Euphoric!

I feel great! This weekend was wonderful for me! Saturday began with a little flight in my airplane over the Rockies to Invermere, B.C. This was something I had been wanting to do for a long time. Flying in and over the mountains is a very different feeling than flying out over the prairies. Over the prairies there seem to be endless landing possibilities in the event of a crisis. In the mountains, watch out! Anyway, made it without incident, had a cup of coffee at the local Super 8, flew back. Returning I encountered considerably more clouds than outbound, so had to fly quite high, up to 14,000 feet, to avoid them. But it was a great feeling of accomplishment!

So, a positive start to the weekend. Then home, lunch, nap, and mowed the front lawn. At my house this is quite an undertaking, it being almost as much vertical as horizontal!! Cleaned out some grass and weeds around some trees, and then tackled my fence. We are contemplating building a deck in a few weeks, and my decrepit old fence has to go for that. It had to go anyway, as it was in danger every big wind we had! Got a little over half of it down.

So Saturday was a day full of physical work. It felt great! Also, I am on a restrictive diet and have been operating at very low energy for quite a few weeks. That I was able to accomplish as much as I did with such low energy felt like a huge deal!

Sunday morning, traditionally a Church day for me, I spent on the internet, catching up on numerous spirituality websites I more-or-less keep track of. And it was wonderful! The overall impression I am receiving right now is quite optimistic. It seems to be the consensus that May and before was a difficult time for many spiritual people. But June is seen as bringing in more light and positive stuff. There is a lot going on behind the scenes, spiritually. Things may look dark on the physical plane, but in the spiritual realms things are happening. There is definitely the sense that a shift is occurring.

This shift has been foretold for a long time now. At first many anticipated it would happen at the change of ages predicted in the Mayan calendar. This prediction was usually thought by scholars to be the winter solstice of 2012. Nothing really happened then. At least nothing visible, nothing “big”, or noticeable. There was some understandable disappointment over that. But the sun keeps coming up in the morning, so we have to go on.

This would accord with my opinion that setting the Mayan calendar date so precisely was a big mistake. It was based on scholars interpreting some very mysterious and enigmatic carvings on ancient ruins of the Mayan culture. I felt it was a mistake to pin it down to our own modern Julian calendar so closely.

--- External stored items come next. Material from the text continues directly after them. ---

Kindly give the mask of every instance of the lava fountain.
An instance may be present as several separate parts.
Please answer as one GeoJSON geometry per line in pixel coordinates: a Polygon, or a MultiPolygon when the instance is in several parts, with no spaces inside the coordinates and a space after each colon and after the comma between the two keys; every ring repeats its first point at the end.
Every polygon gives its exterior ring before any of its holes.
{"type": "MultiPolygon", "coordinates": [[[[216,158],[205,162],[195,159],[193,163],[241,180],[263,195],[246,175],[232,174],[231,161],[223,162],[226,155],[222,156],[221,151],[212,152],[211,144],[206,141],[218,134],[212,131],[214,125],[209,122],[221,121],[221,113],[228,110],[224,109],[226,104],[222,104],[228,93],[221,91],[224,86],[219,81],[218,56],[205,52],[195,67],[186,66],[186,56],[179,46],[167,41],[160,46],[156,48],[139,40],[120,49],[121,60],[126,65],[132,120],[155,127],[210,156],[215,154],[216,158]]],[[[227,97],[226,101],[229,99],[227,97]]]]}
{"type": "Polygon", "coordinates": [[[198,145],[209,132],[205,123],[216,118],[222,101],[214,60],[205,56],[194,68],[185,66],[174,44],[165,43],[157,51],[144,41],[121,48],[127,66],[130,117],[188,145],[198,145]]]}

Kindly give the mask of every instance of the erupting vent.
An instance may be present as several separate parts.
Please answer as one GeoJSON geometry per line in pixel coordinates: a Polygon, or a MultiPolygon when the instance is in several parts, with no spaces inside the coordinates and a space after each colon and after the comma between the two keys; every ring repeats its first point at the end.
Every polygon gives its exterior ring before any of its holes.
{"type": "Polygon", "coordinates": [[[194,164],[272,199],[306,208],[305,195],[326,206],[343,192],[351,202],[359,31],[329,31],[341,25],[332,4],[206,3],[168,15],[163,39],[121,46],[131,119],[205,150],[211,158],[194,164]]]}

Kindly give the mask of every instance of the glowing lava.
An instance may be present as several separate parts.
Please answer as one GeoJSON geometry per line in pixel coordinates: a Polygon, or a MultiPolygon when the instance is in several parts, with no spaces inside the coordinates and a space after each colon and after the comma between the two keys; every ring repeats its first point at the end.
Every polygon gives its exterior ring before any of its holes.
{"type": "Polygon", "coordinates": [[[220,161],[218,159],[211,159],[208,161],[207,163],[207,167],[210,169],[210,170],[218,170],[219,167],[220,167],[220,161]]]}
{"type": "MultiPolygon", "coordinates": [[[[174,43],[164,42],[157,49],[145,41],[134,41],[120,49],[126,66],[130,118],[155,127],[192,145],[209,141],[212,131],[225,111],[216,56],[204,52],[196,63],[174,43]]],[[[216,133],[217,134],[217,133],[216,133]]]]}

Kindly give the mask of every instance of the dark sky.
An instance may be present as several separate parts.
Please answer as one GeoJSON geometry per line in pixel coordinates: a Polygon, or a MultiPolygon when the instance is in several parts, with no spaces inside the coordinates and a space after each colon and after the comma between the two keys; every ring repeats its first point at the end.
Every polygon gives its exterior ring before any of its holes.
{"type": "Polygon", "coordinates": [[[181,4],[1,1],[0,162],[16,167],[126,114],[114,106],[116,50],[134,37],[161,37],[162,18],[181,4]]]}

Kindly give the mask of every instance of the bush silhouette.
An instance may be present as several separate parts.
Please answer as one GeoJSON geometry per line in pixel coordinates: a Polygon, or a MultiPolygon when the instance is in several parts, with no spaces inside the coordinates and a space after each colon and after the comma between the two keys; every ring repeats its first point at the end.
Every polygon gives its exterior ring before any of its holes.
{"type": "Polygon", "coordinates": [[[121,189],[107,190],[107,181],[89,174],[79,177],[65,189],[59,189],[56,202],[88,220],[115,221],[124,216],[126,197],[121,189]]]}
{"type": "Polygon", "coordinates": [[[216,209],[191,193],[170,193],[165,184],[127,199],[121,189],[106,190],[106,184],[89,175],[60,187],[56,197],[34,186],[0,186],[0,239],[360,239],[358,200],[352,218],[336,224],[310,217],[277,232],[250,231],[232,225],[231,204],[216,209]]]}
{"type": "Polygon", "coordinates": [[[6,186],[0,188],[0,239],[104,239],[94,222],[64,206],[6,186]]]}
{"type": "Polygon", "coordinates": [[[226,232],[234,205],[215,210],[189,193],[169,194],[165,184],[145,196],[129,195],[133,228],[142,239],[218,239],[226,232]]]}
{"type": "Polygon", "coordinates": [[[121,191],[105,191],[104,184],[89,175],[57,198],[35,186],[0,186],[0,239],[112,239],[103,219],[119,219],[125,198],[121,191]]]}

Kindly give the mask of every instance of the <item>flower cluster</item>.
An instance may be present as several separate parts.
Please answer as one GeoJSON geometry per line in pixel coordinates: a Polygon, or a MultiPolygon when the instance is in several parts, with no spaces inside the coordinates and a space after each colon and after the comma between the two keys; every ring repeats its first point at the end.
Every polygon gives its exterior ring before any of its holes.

Now the thinking is that the next few months promise significant events to occur. Will this have the same outcome? Will there be noticeable shifts, or disappointing sameness? I don’t know. Huge grains of salt are needed to take any of this seriously, until events actually begin occurring. However, for me personally, my past weekend certainly makes me feel that my own spirit is in accord with what I am reading from various outside sources. I resonate with the opinion that the months leading up to September will be significant. Hang on! The ride may be interesting!!! Like flying through the mountains in a small airplane!!!

To Believe or to Know?

That is the question, isn’t it? What is the core of Christianity? Where is the heart of religion? Did Jesus come to establish a religion?

I find looking back on my religious/spiritual life that I have been very gradually moving from belief to experience. “Very gradually,” although sometimes in huge leaps, other times enduring long dry plateaus. “Gradually” is the overall view provided by the long look back over time!

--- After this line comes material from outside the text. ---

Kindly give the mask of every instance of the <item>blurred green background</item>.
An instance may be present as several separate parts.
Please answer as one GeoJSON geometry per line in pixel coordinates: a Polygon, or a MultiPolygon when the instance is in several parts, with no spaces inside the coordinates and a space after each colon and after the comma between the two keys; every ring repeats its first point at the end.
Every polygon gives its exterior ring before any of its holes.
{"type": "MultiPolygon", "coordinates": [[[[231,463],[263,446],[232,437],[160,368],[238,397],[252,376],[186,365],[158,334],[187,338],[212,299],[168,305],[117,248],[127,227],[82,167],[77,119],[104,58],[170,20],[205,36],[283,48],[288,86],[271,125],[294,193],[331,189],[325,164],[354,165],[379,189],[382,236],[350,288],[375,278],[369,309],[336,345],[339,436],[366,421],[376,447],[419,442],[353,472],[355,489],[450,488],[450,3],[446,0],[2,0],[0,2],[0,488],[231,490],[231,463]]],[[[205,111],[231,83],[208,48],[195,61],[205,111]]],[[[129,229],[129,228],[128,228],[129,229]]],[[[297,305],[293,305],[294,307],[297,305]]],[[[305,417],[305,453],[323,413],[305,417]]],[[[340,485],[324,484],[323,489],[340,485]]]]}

On a recently-watched video of a BBC interview* with Carl Jung he was asked about his belief in God. He stated he had some trouble with that word, “believe”. “I know, I don’t need to believe. I know,” he replied. If someone knows God, if someone has experienced the Divine, has experienced the Spirit realm, there is no need to believe in it, or him. There is direct knowledge. This statement from one of the greatest minds of the twentieth century helped clear things up for me. It went a long way to explaining my own path, my current position.

Early Church experiences in the 1970’s (see Chapter 2, Out of Winkler, for example) had started me on the journey of experiencing God, as opposed to only a rational belief in him. Gradually I began realizing how limiting dogma is. Don’t get me wrong. I think, at the beginning of one’s walk, that doctrine, scripture, etc, are a help along the way. I certainly value highly my own biblical training. It still informs me. I have not rejected previous training and experiences; rather, I have built on them, and continue to build on them. However, increasingly I realize, as Jung says, “Religion is a defense against religious experience.” (Carl Jung: Wounded Healer of the Soul, Claire Dunne, p 152). In a letter to a friend, Jung says, “People speak of belief when they have lost knowledge. Belief and disbelief in God are mere surrogates.” (Wounded Healer, p 153).

More and more I am encountering this idea: that experience and direct knowledge supersedes belief. For example, in my recently-reviewed book by Anita Moorjani, I find the following quotes: “Instead, letting go of attachment to any way of believing or thinking has made me feel more expanded and almost transparent so that universal energy can just flow through me.” (p 160.) “So these days, I don’t follow any established methodology, order, ritual, dogma, or doctrine. . . . For me, life is a spiritual experience, and I’m changing and evolving all the time.” (p 154). “To advocate any option or doctrine as being the one true way would only serve to limit who we are and what we’ve come here to be.” (p 155).

Again, from another recent review: “At last, I understood what religion was really all about. Or at least was supposed to be about. I didn’t just believe in God; I knew God.” (Proof of Heaven, Eben Alexander, p 147).

It is almost precisely two years ago that I had my own profound experience of the Divine. I had my first soul regression session, and was gently ushered into the Spirit realm. (See especially, Chapter 15 in Out of Winkler). I experienced what every other person who has been there has experienced: unconditional love, complete lack of judgement, affirmation of who I was and what I was doing on earth during this lifetime, encouragement that I had what it takes to do what I needed to do and to be who I am. So I know. I know who I am in God. I know what the afterlife is like. I know God better for this experience. I no longer need to merely believe. As Jung says, “‘God-awful legalistic religion’ and over-reliance on faith [gets] in the way of gnosis, or direct knowledge of God.”  (Wounded Healer, p 152).

If there is a God you must see him;

If there is a soul we must perceive it;

Otherwise it’s better not to believe;

It’s better to be an outspoken atheist than a hypocrite. (source unknown)

__________                                                                                                                       BBC interview: “Matter of Heart”, conducted in the late 1950’s, when Jung would’ve been in his early 80’s.